# Anyone got pregnant after lap and dye and ovarian drilling with PCOS?



## sonialouise82

Hi girls,

Going in for a lap and dye in 2 weeks. I have PCOS and although ovulating on clomid i havent got pregnant so they are checking for endometriosis for painful periods, checking for fibroids and polyps, checking my tubes are open and drilling my ovaries. 

Anyone had this done and got pregnant?

Thanks
xxx


----------



## trying4no.1

hi ya,

i had lap, dye,drilling and hysteroscopy on 18 november, nothing for me yet. op went fine, but you will need someone with you for the first two days constantly. my poor hubby had to do everything for me. 

the first two days are the worst post-op, you feel like crap and get horrible bruises, which are at their worst on day 8. 

dont wanna scare you but i wish someone would've told me how crappy i would feel!
xx


----------



## ineedaseed

hi!

i havent had any of this done, but may have one or two of the procedures as recently found out i have pcos. 

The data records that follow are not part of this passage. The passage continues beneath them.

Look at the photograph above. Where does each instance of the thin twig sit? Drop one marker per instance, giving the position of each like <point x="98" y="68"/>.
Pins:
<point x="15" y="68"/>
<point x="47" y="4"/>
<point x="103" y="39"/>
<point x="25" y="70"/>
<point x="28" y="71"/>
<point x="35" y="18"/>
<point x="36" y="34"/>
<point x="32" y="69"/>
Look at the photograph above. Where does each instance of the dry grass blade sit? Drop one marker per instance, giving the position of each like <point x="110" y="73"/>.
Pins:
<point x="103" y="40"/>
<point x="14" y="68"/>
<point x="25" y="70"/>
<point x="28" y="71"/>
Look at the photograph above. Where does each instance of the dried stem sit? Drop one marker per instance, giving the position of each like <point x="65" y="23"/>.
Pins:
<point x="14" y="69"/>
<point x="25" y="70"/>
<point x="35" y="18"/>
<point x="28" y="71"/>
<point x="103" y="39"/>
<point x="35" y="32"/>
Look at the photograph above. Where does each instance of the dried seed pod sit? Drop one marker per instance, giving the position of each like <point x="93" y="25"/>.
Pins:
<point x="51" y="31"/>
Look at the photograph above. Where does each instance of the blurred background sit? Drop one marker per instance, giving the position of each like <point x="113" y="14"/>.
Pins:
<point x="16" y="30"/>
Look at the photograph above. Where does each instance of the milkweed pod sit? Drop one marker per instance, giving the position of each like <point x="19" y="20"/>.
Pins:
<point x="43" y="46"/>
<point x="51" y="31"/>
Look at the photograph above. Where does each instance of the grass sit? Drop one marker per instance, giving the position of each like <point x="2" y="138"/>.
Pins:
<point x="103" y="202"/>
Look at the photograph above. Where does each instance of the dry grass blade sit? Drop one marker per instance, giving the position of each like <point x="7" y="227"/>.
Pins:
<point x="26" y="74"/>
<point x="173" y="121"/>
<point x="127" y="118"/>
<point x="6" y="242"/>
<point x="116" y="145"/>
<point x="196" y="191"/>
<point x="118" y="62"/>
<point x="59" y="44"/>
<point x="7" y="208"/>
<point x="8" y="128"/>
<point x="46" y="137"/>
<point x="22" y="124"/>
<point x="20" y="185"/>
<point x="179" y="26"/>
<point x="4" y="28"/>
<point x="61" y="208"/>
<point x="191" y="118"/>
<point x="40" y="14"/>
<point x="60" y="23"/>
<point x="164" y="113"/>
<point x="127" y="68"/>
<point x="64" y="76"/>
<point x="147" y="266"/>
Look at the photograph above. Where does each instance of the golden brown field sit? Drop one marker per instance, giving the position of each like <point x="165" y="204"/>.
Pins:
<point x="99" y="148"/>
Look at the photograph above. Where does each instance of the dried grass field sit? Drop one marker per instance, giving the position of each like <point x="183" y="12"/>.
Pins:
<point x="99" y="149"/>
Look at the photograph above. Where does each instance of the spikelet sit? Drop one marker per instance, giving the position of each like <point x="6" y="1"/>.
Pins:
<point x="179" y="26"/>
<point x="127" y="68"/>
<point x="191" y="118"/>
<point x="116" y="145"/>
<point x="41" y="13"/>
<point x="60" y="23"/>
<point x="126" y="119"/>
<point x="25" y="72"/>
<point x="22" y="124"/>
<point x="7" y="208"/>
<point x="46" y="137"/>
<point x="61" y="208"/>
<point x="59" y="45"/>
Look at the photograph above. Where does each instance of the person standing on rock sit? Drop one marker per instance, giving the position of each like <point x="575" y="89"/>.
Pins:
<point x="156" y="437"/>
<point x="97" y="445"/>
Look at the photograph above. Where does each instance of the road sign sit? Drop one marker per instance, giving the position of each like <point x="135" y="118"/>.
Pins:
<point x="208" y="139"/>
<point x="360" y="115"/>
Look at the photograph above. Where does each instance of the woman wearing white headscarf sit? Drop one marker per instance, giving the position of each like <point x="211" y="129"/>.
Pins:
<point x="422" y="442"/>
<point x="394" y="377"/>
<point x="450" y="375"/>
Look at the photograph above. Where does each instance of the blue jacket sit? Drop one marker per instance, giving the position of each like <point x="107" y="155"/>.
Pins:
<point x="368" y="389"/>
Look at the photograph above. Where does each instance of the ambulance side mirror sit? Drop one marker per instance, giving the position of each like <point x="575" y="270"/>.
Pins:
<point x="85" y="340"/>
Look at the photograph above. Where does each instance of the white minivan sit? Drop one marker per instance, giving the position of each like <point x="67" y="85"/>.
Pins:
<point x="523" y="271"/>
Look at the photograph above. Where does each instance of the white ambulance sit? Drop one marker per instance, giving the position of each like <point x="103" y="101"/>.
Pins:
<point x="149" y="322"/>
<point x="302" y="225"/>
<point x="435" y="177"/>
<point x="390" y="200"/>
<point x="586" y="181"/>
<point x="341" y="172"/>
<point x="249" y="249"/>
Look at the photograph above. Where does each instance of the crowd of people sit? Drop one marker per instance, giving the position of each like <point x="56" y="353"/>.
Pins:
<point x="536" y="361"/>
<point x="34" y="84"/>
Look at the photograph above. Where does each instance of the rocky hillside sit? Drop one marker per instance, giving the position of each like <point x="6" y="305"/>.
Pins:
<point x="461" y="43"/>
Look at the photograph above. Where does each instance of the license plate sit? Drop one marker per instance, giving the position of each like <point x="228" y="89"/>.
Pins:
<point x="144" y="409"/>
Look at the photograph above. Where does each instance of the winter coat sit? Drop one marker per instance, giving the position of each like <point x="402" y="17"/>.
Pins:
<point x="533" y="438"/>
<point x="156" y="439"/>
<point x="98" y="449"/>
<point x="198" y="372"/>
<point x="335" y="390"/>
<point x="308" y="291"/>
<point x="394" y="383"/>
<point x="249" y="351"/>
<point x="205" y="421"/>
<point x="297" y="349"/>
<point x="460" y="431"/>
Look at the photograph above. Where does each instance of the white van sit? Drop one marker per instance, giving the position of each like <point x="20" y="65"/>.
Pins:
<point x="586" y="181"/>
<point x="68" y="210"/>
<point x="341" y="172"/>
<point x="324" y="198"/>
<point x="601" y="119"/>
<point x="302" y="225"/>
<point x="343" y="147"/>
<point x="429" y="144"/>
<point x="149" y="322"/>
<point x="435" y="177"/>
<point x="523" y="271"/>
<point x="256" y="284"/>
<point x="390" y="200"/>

I am just round the corner from you sonia! where are you going for treatment?

Just wanted to wish you luck x


----------



## DragonMummy

oooh blimey I'm even nearer!

Have a look on success stories - am sure there will be some cases on there. But apparently it IS quite common to fall after procedures like this as it tends to clear the way - a little spring clean! Am also on clomid with pcos so same boat. fx'd it brushes away the cobwebs for you xxx


----------



## littleblonde

I havent had the drilling but i did have a lap and dye in november 08 and i do have pcos. I was told i would never conceive as both my tubes are blocked. I was due to start ivf 3 months ago. Im sat now with my 29 day old baby. I conceived naturally and didnt have tablets or anything. To this day i have no idea how as i saw the pictures of my tubes. Good luck


----------



## sonialouise82

Thanks for your messages. Im hoping this will do the trick. My doc said i need a service lol. 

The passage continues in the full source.